In 1886, high in the Santa Cruz Mountains, the initial plantings of the Monte Bello estate vineyard were set out, and winery construction begun. A first vintage from the young vines followed in the 1892. During Prohibition (1920-1933), the vineyard was not fully maintained; some vines survived into the late 30’s, but by the 1940s they were effectively abandoned. Eight acres of cabernet sauvignon were replanted in 1949. These were the source of the first Ridge Monte Bellow (1962). Sine then, the historic vineyards on the ridge have gradually been replanted.
A dry winter ended abruptly in February, as we raced to finish pruning before new growth emerged. That early start to the growing season, and late September heat, threatened to over-ripe the fruit. With help from our Sonoma crew, we harvested in a record sixteen days. Despite limiting pump-overs and pressing early, tannins were quick to extract, producing one of our most structured vintages. In tastings, 19 of 24 parcels were selected for the exceptional wine. Balanced and appealing now, it will come into its own with twenty years of age, and show well at fifty. EB (2/14)
Harvest dates: September 21 - October 16
Grapes: Average Brix 25.1
Fermentation: Grapes destemmed, 100% whole berries. Automated berry sorting followed by hand sorting. Fermented on the native yeasts. Pressed at seven days. Natural malolactic (15% in tank, 85% in barrel).
Barrels: 98.5% new air-dried American oak; 1.5% new French oak
Ageing: Sixteen months in barrel.
Ingredients: Hand harvested, sustainably grown estate grapes; indigenous yeasts; naturally occurring malolactic bacteria; 2.4% water addition; calcium carbonate; oak from barrel ageing; minimum effective SO2.

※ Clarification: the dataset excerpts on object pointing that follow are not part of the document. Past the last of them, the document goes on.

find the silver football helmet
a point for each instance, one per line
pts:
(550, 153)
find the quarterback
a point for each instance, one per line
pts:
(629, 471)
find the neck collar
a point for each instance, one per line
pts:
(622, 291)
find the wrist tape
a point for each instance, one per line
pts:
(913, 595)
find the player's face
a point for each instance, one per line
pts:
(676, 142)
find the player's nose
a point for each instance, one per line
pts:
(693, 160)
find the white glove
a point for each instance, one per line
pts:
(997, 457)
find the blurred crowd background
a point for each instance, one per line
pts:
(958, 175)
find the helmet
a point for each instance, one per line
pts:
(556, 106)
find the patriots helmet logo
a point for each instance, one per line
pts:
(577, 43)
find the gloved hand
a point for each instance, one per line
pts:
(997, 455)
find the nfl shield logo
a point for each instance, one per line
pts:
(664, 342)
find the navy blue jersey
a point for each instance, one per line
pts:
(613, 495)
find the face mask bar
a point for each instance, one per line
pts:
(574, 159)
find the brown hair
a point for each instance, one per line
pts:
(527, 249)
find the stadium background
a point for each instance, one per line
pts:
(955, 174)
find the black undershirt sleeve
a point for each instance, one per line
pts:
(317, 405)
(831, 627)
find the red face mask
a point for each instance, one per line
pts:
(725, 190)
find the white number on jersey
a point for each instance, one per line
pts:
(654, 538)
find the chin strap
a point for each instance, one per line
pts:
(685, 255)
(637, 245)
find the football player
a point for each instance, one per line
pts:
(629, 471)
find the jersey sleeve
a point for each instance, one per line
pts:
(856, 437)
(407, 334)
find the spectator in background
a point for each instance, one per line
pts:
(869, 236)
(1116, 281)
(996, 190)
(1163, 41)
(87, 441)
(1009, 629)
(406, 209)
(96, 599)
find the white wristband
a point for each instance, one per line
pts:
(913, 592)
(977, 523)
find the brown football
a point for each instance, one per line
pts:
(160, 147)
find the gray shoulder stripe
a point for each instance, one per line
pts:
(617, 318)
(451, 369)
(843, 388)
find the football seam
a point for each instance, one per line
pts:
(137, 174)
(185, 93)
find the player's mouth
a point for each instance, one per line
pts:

81.3 tons from 60.6 acres, nineteen of twenty-four Monte Bello parcels selected. Sustainable farmed, hand harvested, estate-grown grapes; destemmed and sorted; fermented on the native yeasts; full malolactic on the naturally occurring bacteria; 9.8 g/L calcium carbonate to moderate the unusually high natural acidity in four of the nineteen parcels; 2.4% water addition to twelve of the nineteen lots during fermentation; oak from barrel ageing; minimum effective sulfur 25 ppm at crush, 115 ppm during ageing; pad filtered at bottling. In keeping with our philosophy of minimal intervention, this is the sum of our actions.
Rainfall: 18 inches (below average)
Bloom: Early June
Weather: Moderate summer and fall
Winemaker tasting notes
Saturated ruby. Ripe cassis, blackberry, violets, liquorice, wet stone, oak spice. Strong blackberry fruit on the entry; superb full body; structured, velvety tannins; toasty oak; crushed-limestone minerals; long, intense finish.
Bone-in prime rib, horseradish mash, Yorkshire pudding & gravy. Pan seared filet mignon, foraged mushroom gratin & Marchand du vin.